Hi Jatinder Luthra ,
Thankyou for using Microsoft Q&A platform and thanks for posting your question here.
As I understand you question , it seems you are trying to merge set of few files into one file using copy activity in ADF pipeline. Please let me know if that's not the correct understanding of your query.
You can leverage wildcard file pattern as well as pipeline parameter to achieve this requirement. However, I would really like to stress on the point that the source file extension i.e. parquet_1, parquet_2 etc is not a valid file extension. System won't be able to render correctly as it's an unrecognized extension.
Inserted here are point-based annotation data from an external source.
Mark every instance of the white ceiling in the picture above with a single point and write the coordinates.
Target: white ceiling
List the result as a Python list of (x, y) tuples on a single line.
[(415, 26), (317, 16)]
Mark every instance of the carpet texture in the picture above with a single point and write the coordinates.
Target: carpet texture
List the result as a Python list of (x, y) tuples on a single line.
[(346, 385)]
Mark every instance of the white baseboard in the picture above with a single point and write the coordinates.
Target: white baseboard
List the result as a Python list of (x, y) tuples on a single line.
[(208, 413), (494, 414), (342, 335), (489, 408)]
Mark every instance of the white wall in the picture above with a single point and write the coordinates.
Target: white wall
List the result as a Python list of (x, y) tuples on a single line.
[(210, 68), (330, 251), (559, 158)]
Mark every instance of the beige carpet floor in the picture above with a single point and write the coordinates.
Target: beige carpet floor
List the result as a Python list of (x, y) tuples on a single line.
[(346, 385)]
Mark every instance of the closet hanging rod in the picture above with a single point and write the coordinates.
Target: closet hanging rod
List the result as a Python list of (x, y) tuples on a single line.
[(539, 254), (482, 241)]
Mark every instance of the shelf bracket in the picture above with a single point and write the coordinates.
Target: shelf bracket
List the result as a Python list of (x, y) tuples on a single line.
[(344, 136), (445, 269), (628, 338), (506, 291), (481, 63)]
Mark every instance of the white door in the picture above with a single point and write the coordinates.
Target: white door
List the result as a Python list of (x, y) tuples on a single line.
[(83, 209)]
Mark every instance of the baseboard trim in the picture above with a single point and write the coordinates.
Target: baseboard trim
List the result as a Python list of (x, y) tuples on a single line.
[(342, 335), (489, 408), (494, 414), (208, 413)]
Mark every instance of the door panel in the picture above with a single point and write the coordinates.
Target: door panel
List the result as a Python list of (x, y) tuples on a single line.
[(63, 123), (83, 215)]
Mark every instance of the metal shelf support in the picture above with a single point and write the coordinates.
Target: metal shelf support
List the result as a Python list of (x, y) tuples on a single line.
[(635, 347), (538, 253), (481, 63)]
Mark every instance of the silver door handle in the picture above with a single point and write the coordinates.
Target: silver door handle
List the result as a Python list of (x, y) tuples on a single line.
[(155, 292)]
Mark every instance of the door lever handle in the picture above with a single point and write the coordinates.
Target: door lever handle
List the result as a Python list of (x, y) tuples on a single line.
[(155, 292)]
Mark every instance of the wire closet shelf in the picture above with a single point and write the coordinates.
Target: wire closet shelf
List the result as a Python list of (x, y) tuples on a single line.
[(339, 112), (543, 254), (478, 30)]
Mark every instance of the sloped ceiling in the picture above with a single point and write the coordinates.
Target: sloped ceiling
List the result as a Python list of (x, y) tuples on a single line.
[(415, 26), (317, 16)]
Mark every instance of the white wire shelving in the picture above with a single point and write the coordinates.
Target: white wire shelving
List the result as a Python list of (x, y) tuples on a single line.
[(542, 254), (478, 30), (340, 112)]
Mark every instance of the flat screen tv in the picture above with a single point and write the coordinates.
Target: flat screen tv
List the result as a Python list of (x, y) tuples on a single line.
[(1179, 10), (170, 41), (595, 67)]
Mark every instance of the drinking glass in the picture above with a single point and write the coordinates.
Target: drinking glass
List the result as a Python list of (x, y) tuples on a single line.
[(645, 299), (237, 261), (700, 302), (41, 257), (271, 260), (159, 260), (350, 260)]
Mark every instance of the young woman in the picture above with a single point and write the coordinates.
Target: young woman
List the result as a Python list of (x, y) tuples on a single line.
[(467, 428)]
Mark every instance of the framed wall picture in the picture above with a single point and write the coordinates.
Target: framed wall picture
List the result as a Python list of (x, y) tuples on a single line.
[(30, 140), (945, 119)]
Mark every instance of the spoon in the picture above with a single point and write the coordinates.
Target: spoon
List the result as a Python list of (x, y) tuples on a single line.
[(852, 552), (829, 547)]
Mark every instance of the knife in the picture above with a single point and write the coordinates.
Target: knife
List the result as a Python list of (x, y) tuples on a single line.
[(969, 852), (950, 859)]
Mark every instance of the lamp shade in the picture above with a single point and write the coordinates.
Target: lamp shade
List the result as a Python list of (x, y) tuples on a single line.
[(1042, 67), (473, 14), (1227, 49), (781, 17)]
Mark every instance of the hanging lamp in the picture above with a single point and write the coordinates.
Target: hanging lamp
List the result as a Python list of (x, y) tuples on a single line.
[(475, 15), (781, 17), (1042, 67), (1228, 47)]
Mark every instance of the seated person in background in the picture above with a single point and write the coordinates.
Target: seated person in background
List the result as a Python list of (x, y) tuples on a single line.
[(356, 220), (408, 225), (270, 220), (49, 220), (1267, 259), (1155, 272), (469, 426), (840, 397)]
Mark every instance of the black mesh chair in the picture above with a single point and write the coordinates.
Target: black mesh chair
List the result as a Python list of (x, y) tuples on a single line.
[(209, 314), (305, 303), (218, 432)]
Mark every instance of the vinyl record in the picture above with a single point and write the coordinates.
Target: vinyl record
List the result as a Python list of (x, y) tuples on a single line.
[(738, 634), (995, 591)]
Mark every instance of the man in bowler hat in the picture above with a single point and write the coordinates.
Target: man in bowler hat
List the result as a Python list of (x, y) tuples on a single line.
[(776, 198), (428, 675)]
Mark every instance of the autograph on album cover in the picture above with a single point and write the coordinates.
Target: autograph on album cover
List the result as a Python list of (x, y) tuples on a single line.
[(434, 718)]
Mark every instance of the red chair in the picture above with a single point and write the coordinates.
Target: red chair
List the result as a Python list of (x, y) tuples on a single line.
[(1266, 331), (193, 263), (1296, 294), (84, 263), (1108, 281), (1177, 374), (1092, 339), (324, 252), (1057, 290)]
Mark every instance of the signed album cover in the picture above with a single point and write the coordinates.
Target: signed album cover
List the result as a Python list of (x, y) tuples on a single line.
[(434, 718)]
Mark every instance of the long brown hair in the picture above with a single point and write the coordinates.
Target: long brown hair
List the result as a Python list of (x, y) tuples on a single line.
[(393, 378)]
However, the following solution for merging the files should work for your scenario:
- Create a pipeline parameter say 'param'
- Drag a copy activity in your ADF pipeline
- In the source , select 'wildcard file path' in the filepath type and use this expression in the wildcard file path:
data_0_@{pipeline().parameters.param}_0.snappy.parquet_*
- Now in the sink dataset, create a parameter named 'outputfilename' and point the dataset to the output container and in filename use the created parameter by providing this expression :
@dataset().outputfilename
- Now , in sink settings, provide this expression in the parameter value:
data_0_@{pipeline().parameters.param}_0.snappy.parquet
- Change the copy behaviour to
Merge files
- Now, execute the pipeline by providing param value as 0,1,2,3 in each run.
Note: Kindly make sure that the schema of files that needs to be merged together is same . Columnnames, column order , number of columns should be same for the merge to happen.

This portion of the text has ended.